At Children's Hospital in Boston, Dr. Christopher Landrigan has studied hand-offs extensively through his focus on the effects of sleep deprivation on performance. Dr. Landrigan's work became more pertinent when mandated limits on resident work hours increased the number of handoffs per patient.

"Anytime a patient is transferred from one provider to the next there is the risk of a so-called voltage drop of information, where the person who has been principally caring for the patient for a period of time fails to transmit information in a way that is optimal or accessible to the new provider. And consequently the new provider when faced with an emergency in the middle of the night or the subsequent day or whenever doesn't have some critical piece of data needed in order to care for that patient."
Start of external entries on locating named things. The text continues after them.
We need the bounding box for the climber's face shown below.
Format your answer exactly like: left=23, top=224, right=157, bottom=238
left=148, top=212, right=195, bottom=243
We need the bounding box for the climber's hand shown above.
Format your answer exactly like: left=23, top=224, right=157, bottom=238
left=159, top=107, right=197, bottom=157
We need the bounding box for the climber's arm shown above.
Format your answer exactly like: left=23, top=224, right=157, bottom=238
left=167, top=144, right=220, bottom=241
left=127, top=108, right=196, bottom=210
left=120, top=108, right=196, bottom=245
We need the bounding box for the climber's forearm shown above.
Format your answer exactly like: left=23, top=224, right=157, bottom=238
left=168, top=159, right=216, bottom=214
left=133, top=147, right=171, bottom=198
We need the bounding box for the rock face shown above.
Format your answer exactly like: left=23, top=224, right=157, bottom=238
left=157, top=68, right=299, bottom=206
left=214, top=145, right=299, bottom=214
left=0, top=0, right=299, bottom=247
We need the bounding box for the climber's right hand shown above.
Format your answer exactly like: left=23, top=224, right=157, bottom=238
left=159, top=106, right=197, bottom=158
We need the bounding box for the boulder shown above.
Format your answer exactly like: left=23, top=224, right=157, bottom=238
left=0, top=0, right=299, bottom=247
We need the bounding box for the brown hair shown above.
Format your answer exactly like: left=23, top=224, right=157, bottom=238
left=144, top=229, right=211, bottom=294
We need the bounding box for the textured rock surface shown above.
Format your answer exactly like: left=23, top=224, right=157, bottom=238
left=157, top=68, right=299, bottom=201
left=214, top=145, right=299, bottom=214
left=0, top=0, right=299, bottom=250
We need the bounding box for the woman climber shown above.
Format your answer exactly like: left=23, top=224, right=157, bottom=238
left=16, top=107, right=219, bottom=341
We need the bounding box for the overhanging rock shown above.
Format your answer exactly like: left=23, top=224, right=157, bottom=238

Dr. Landrigan also advocates use of a structured hand-off process, such as the commonly used 'SBAR' method for content, which stands for Situation, Background, Assessment, and Recommendation.

Formalizing in this way is one step. But Dr. Landrigan says that a stronger approach also re-casts the culture involved in hand-offs.

"What we've seen in the past is that we have multiple parallel sign outs that are happening at different levels in the process and that those providers at different levels don't necessarily talk to one another. So, for example, there is a nurse to nurse sign out. There may be an intern to intern sign out, a senior doctor to senior doctor sign out, but those things don't necessarily happen in team format. Sometimes they do, but they don't consistently."

Having the nurse, junior physician, senior physician, and more than one specialty discipline present at sign-out for every patient would be ideal. That's not always possible. But Dr. Landrigan says that trying to use more of a team approach to hand-offs can help avoid repetition of the same information and confusion among subsequent providers that impacts care.

"And the problem is when you have different providers with different professional backgrounds and levels of experience signing out independently, you end up with a risk that people's understanding of a patient varies widely. So, the attending physicians, for example, may have an entirely different impression than the interns because the interns have not conveyed some critical piece of daily data to the attendings or vice versa. The attendings maybe know the patients better longitudinally, but some piece of critical information has not in turn been transmitted to the intern. And so, I think with a real shared formal rounding process that happens probably more frequently than we have it right now, much of that risk can be eliminated."

According to Dr. Landrigan, identifying key elements and structures for hand-offs should come before applying any technological solutions. He says that once hand-offs are structured and a team approach is developed, electronic tools may help achieve those ends. Computerized records that access administrative and patient data can pre-populate hand-off fields such as demographics and contact information. This leaves clinicians free to highlight orally those things that change, such as assessments, recommendations, and pending test results.